Une nouvelle cybermenace émerge de Corée du Nord alors que ses pirates informatiques soutenus par l'État expérimentent l'intégration de code malveillant directement dans les réseaux blockchain.
Le Groupe de renseignement sur les menaces de Google (GTIG) a rapporté le 17 octobre que cette technique, appelée EtherHiding, marque une nouvelle évolution dans la façon dont les pirates cachent, distribuent et contrôlent les logiciels malveillants à travers les systèmes décentralisés.

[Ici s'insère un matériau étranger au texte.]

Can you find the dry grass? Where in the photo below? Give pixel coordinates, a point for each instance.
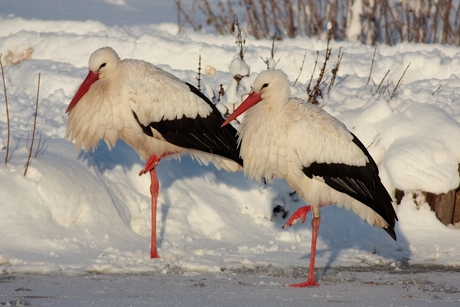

Le GTIG a expliqué qu'EtherHiding permet aux attaquants d'armer les smart contracts et les blockchains publiques comme la Blockchain Ethereum et BNB Smart Chain en les utilisant pour stocker des charges malveillantes.
Une fois qu'un morceau de code est téléchargé sur ces registres décentralisés, le supprimer ou le bloquer devient presque impossible en raison de leur nature immuable.
En pratique, les pirates compromettent des sites WordPress légitimes, souvent en exploitant des vulnérabilités non corrigées ou des identifiants volés.
Après avoir obtenu l'accès, ils insèrent quelques lignes de JavaScript—connues sous le nom de "loader"—dans le code du site web. Lorsqu'un visiteur ouvre la page infectée, le loader se connecte discrètement à la blockchain et récupère des logiciels malveillants depuis un serveur distant.
Le GTIG a souligné que cette attaque ne laisse souvent aucune trace visible de transaction et nécessite peu ou pas de frais car elle se produit hors chaîne. Cela permet essentiellement aux attaquants d'opérer sans être détectés.
Notamment, le GTIG a retracé la première instance d'EtherHiding à septembre 2023, lorsqu'elle est apparue dans une campagne connue sous le nom de CLEARFAKE, qui trompait les utilisateurs avec de fausses invites de mise à jour de navigateur.
Les chercheurs en cybersécurité affirment que cette tactique signale un changement dans la stratégie numérique de la Corée du Nord, passant du simple vol de cryptomonnaie à l'utilisation de la blockchain elle-même comme arme furtive.
John Scott-Railton, chercheur principal chez Citizen Lab, a décrit EtherHiding comme une "expérience à un stade précoce". Il a averti que sa combinaison avec l'automatisation pilotée par l'IA pourrait rendre les futures attaques beaucoup plus difficiles à détecter.
Ce nouveau vecteur d'attaque pourrait avoir de graves implications pour l'industrie crypto, étant donné que les attaquants nord-coréens sont particulièrement prolifiques.
Les données de TRM Labs montrent que les groupes liés à la Corée du Nord ont déjà volé plus de 1,5 milliard de dollars en actifs crypto cette année seulement. Les enquêteurs pensent que ces fonds aident à financer les programmes militaires de Pyongyang et ses efforts pour échapper aux sanctions internationales.
Compte tenu de cela, le GTIG a conseillé aux utilisateurs de crypto de réduire leur risque en bloquant les téléchargements suspects et en restreignant les scripts Web non autorisés. Le groupe a également exhorté les chercheurs en sécurité à identifier et à étiqueter le code malveillant intégré dans les réseaux blockchain.